That today’s Conservative party, as led and personified by Dave, has nothing to do with conservatism hardly needs any further proof. Yet Dave has kindly provided it.
Just look at the post-election developments that have already happened, and consider some that are bound to happen.
First, the cabinet reshuffle. Dave and his house-trained media are proudly bellowing all over the country that a third of the cabinet are now women. Yet to any conservative this is neither good nor bad – it ought to be irrelevant.
We ought to be governed by those best qualified to do so, regardless of any other characteristics. The brouhaha about the sex of our cabinet ministers shows that Dave et al have fully bought into the destructive agenda of the New Age.
For one thing, this sort of thing is demeaning to such cabinet members as Theresa May, who would be sufficiently qualified even if born with a different chromosome mix. And should Sajid Javid, an eminently accomplished young man, think he got promoted as a sop to a different branch of New Age philosophy? What about Robert Halfon who, as a crippled Jew, ticks two boxes?
The most important thing, however, is that those triumphant dispatches spell yet another obituary to parliamentary conservatism. As does Dave’s restated commitment to replacing the EU Human Rights Act with our own Bill of Rights.
Ditching the former is an idea long overdue – Britain has nothing to learn about human rights from Strasbourg or Brussels. But it’s important not only to do the right thing, but also to do it for the right reasons. For example, respect for our history, sovereignty and constitutional tradition is a good reason for wishing to leave the EU. Hating foreigners is not.
A new Bill of Rights would be only marginally less subversive than the Human Rights Act. It’s a way of saying to the EU not to bother about destroying our constitutional tradition. We can do the job ourselves.
We certainly don’t need another Bill of Rights, considering we already had one in 1689. Actually, we didn’t need that Lockean concoction either, but that’s a different story. What matters is that Dave’s legal thought seems to be anchored to a system of positive law prevalent on the continent.

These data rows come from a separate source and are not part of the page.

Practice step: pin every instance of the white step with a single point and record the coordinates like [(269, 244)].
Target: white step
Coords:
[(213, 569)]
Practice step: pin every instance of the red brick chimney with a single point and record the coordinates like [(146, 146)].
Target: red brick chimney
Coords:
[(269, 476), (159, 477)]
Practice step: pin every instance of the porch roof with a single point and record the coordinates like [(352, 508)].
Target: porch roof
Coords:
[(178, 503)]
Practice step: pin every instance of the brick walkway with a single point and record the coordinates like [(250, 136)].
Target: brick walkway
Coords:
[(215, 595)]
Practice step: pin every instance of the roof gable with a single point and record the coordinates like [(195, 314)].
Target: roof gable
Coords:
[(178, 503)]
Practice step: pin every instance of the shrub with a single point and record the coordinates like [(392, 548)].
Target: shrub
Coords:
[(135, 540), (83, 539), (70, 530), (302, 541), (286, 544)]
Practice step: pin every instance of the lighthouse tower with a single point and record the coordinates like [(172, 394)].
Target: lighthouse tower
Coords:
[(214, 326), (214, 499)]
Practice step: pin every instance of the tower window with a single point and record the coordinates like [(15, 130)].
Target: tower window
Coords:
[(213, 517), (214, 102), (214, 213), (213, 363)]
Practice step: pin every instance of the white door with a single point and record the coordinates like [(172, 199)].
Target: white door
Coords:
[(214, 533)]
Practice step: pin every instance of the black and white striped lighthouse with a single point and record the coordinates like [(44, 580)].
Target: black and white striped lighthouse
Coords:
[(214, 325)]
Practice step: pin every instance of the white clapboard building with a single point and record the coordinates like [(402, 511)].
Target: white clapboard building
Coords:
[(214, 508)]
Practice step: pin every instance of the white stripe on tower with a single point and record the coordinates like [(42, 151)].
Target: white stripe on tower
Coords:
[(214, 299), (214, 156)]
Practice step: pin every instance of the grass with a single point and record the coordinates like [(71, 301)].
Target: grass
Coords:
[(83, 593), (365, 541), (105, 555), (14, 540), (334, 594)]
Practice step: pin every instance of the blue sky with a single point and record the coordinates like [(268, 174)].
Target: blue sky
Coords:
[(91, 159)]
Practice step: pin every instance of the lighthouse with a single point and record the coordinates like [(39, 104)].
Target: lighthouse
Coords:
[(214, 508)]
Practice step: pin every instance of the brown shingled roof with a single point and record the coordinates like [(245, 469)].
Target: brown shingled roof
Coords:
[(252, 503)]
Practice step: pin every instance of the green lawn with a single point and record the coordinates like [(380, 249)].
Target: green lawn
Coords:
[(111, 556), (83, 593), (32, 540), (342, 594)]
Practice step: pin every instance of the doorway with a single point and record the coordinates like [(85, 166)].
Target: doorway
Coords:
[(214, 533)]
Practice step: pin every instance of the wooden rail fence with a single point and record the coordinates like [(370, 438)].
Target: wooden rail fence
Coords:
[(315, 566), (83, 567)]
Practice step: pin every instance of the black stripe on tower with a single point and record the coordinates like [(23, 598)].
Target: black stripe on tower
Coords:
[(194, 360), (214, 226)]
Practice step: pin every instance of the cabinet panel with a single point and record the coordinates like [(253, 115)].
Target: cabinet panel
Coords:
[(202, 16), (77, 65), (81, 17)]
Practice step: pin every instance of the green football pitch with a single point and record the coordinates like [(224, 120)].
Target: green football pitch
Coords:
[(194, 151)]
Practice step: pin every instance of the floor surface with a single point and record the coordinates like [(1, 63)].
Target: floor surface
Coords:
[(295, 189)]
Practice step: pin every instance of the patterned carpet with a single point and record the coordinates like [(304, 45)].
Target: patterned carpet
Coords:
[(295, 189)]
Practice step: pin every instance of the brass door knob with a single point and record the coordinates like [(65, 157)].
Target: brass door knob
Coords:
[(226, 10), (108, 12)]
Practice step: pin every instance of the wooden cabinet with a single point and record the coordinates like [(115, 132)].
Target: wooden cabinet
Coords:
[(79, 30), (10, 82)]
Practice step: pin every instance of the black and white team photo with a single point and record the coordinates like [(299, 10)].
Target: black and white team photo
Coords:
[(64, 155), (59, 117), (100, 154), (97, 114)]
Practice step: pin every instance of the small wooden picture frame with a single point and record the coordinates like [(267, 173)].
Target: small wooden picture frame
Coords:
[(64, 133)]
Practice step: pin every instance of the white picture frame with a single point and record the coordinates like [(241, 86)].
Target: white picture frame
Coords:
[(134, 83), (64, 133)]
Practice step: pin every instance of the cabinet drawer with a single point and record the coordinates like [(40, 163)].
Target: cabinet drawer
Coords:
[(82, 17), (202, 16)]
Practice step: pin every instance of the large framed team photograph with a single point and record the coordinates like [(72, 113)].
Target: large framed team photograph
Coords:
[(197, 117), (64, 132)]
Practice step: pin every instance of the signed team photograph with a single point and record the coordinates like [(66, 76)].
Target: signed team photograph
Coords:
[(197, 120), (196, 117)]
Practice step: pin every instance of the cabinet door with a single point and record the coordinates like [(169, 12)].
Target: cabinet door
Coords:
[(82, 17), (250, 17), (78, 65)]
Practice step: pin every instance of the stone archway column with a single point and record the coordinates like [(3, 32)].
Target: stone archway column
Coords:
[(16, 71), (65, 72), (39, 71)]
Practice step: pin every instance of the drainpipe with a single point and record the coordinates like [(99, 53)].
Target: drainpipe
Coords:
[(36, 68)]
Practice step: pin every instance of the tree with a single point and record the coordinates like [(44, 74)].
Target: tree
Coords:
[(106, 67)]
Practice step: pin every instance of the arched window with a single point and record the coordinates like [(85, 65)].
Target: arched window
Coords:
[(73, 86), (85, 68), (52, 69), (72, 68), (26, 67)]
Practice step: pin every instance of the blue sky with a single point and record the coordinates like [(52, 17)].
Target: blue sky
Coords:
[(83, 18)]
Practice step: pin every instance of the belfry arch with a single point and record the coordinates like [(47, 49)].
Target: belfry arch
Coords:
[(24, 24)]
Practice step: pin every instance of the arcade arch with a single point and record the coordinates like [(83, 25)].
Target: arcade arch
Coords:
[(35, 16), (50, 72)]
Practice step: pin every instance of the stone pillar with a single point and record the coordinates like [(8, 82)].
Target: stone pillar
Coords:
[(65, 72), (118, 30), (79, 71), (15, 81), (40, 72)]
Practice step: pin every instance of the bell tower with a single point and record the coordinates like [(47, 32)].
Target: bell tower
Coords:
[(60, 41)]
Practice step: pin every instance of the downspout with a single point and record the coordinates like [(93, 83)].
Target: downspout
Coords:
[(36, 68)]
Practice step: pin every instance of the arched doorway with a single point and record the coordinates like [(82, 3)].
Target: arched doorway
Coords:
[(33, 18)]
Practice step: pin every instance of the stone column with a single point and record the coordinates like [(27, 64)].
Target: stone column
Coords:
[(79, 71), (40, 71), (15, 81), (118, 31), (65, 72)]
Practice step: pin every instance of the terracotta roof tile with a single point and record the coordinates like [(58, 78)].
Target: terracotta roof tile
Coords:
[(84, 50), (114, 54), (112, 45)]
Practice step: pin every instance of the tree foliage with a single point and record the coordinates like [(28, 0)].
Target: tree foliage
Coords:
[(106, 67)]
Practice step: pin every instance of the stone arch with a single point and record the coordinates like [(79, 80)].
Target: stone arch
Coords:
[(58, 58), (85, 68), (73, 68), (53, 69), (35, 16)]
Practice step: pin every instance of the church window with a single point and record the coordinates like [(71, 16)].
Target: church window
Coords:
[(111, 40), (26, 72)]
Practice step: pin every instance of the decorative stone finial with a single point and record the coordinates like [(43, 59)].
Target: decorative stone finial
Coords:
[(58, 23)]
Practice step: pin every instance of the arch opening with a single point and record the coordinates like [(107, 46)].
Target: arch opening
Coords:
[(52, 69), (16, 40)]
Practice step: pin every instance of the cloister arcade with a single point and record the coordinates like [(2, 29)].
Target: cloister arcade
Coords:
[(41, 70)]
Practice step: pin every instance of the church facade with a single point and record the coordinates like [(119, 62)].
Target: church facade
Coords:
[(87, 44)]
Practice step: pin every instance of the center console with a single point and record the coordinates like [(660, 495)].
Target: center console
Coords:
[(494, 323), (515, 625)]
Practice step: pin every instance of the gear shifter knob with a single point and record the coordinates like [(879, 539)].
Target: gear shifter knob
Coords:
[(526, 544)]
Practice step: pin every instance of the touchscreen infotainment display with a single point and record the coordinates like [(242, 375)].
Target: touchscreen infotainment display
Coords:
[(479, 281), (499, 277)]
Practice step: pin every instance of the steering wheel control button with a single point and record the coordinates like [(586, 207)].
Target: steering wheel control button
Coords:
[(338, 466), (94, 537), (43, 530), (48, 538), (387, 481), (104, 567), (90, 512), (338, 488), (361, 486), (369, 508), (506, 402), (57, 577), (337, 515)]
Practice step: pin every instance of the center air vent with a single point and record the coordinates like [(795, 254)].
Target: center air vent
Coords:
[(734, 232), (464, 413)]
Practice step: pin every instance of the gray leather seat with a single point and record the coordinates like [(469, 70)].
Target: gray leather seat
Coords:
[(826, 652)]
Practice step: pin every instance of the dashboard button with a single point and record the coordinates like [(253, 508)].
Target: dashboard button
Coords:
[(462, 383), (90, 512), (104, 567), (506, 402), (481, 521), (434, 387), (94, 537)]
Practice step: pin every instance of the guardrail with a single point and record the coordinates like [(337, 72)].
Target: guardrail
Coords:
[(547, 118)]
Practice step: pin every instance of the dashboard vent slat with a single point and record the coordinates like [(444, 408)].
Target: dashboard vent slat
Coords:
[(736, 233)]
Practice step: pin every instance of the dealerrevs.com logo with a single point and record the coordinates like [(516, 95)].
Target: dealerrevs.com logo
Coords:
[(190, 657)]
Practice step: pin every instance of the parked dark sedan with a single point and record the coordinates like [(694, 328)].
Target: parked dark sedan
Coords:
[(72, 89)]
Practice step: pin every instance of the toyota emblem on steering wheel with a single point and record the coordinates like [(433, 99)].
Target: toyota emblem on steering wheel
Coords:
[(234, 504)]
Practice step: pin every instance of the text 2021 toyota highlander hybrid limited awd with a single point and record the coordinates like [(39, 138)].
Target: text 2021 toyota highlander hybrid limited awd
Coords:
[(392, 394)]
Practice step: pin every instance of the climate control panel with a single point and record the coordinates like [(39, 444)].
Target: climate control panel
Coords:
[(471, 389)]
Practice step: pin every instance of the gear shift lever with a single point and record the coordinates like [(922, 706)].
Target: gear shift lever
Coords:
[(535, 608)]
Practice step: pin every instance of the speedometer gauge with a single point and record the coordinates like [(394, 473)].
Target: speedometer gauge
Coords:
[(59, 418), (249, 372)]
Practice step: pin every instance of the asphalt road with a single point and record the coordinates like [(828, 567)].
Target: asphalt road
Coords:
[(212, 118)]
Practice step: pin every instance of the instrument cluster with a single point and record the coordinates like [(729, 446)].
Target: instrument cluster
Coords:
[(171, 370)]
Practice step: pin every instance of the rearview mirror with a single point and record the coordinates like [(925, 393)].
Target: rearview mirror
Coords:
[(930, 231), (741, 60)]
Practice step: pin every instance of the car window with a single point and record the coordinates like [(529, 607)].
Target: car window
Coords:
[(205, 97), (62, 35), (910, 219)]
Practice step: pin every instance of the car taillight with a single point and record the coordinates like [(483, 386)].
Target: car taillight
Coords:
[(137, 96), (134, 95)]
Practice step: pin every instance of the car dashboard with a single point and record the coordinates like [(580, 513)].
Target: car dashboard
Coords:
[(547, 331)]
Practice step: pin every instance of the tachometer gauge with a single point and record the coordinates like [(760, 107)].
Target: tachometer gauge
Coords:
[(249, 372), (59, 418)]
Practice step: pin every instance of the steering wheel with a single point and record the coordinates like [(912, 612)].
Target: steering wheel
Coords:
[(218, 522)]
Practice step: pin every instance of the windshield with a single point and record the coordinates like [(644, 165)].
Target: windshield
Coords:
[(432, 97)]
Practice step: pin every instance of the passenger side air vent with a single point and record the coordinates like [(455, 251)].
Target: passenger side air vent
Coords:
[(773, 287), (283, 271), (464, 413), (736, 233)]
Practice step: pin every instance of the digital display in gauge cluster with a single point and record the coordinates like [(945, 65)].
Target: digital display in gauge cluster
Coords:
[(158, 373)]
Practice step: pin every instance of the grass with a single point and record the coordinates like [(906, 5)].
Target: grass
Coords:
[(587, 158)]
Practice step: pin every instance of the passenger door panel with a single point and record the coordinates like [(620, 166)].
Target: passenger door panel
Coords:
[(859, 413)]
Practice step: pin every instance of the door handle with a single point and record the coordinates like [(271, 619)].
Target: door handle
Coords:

Our common, precedent-based law doesn’t need to be codified in a single document: it comes not from a state diktat but from experience lovingly gathered and extensively tested over generations.
If Dave is unaware of this, it’s most unfortunate. But if he knows what’s what but talks about bills of rights regardless, it’s much worse. He has accepted the language, and therefore the thought, of those whose legal tradition isn’t only different from ours but is diametrically opposite to it.
The French, for example, even those supposedly on the right of the political spectrum, have unconditional étatism (of which positive law is part and parcel) as part of their DNA. Even those who have nothing but contempt for fascism, would find little wrong with Mussolini’s slogan “all within the state, nothing outside the state, nothing against the state”.
This adulation of the central state is remarkably different from the politics based on devolving power to the lowest sensible level, and ultimately to the individual. The French and other continentals mistakenly ascribe this, to them, quaint practice to les Anglo-Saxons, whereas in fact it springs from the political, originally theological, tradition of Chirstendom.
Even cursory familiarity with European history will show that a culture emanating from the central state isn’t conducive to political stability. We’ve had roughly the same system of government since 1688 (fundamentally, much longer), and I won’t bother you with enumerating the different political systems the French and the Germans have had in the same period. If I tried to do so, I’d quickly run out of fingers on both hands and toes on both feet.
Even though I doubt that Dave understands such things fully, he is clearly a European federalist at heart, which is why he’s desperate to codify – and thereby contradict – millennia-old English laws in a written document.
His approach to the EU referendum comes from the same source. The very promise to hold this plebiscite was wrought out of Dave by the rise of Ukip, which he saw as a threat to his political survival.
Dave never made any secret of his intent to campaign for the IN vote, provided he could extract some mythical concessions from Brussels. He and his ilk pretend not to realise that the EU is a totalitarian setup and, as such, will only ever offer temporary and meaningless concessions if Brexit looks likely otherwise.
Once those crumbs off the Brussels table have been thrown in our direction, Dave feels that the combined weight of our own and EU propaganda will swing the vote his way, burying British sovereignty for any foreseeable future.
Now he has let it be known that he plans to hold the referendum even earlier than the promised date of late 2017. Why such sudden haste?
The educated guess is that Dave wants to exploit the euphoria that supposedly followed his electoral victory. As one of our dailies put it, he can now take the Tory party anywhere he wants. And since he wants to take it to the IN vote in the referendum, his erstwhile adversaries on the left will joyously march in step.
This election has shown that a broad constituency for real conservatism doesn’t exist in Britain, and now Dave is demonstrating that neither does a major party with a taste for it. Let’s just hope that Ukip will come back with a vengeance and – this time – a coherent conservative programme. And enough firepower to affect the consensus.